So I got hit on by a gay guy. It might have something to do with the fact that I licked his nose.
And why did you do that?
Tequila
he just tried to convince me that tylenol is a gateway drug
Found a bar with a washer and dryer and they serve food. I never have to leave
While we were having sex he told me "this is what you get for not parking my car right" I have never drove his car. He was that kind of weird.
Two girls just making out in the elevator. Didn't stop when the doors opened. Part of me didnt mind, but part did. Bc I wanted to get on the elevator without it getting awkward. Am I gay?

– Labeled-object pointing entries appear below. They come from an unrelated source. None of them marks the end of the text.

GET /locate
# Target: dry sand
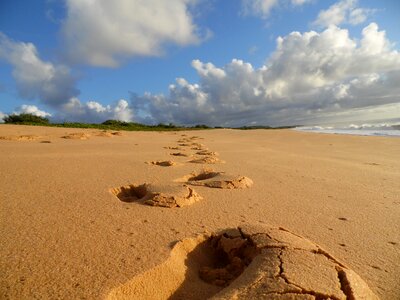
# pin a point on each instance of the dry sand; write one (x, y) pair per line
(66, 235)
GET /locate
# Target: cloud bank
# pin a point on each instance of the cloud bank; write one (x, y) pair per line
(308, 74)
(94, 112)
(35, 78)
(31, 109)
(106, 32)
(263, 8)
(343, 12)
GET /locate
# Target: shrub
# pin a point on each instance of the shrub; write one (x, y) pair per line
(25, 119)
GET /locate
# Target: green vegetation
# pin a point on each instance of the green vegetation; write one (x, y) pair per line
(29, 119)
(265, 127)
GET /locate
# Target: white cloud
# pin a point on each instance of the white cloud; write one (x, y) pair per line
(31, 109)
(2, 115)
(103, 32)
(345, 11)
(95, 112)
(263, 8)
(260, 8)
(35, 78)
(309, 74)
(300, 2)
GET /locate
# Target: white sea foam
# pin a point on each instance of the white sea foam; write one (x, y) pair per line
(371, 129)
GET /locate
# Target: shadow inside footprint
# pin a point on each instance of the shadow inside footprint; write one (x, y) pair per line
(157, 195)
(217, 180)
(162, 163)
(251, 262)
(130, 193)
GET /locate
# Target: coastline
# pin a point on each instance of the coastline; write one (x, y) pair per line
(66, 236)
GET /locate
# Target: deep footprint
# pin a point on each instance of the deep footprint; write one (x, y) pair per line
(251, 262)
(180, 154)
(157, 195)
(218, 180)
(162, 163)
(206, 160)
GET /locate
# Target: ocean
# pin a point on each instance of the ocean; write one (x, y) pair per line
(375, 128)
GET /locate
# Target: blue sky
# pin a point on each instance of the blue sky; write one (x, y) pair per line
(78, 61)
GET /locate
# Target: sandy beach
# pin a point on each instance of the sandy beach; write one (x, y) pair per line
(69, 231)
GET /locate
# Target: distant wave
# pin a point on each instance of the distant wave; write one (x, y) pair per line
(377, 129)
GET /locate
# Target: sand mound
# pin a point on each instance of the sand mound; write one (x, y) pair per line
(206, 160)
(20, 138)
(157, 195)
(162, 163)
(77, 136)
(251, 262)
(106, 133)
(103, 133)
(220, 180)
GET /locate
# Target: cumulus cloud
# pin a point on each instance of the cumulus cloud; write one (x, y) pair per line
(263, 8)
(31, 109)
(35, 78)
(102, 33)
(2, 116)
(343, 12)
(95, 112)
(309, 74)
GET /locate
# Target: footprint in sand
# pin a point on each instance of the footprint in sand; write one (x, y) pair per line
(184, 144)
(105, 133)
(206, 152)
(157, 195)
(251, 262)
(20, 138)
(206, 160)
(77, 136)
(199, 147)
(162, 163)
(220, 180)
(180, 154)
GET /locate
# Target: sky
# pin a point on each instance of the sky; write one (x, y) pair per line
(215, 62)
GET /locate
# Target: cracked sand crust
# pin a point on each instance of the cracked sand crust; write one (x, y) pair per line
(251, 262)
(292, 267)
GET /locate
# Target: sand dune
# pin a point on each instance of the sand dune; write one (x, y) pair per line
(74, 223)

ATTN: We are officially 15 weeks from our annual "Get-Mega-Stoned-and-BBQ" event. Start saving up the proper supplies. That is all.
Late night whataburger runs are great, except if you're the one that gets left black out drunk puking in the backyard drinking from the water hose
tonights mission is daddy issue patrol - we wear old spice and drink gin martinis and see who reacts.
Lets watch game of thrones and have sex every time someone is naked. It'll be like a drinking game but better.
Naked chocolate chip pancake making. I just spilled mix all over the place. My boobs are covered in flour. This is not going well.
Can't trust a bar that doesn't have fireball
I'm fine with our borderline lesbian behavior.
i thought this was a perfectly normal conversation between two adult men about why this children's cartoon is quality television but no you just gotta be talking shit again
He poured champagne on my pussy while he ate me out. I found my unicorn.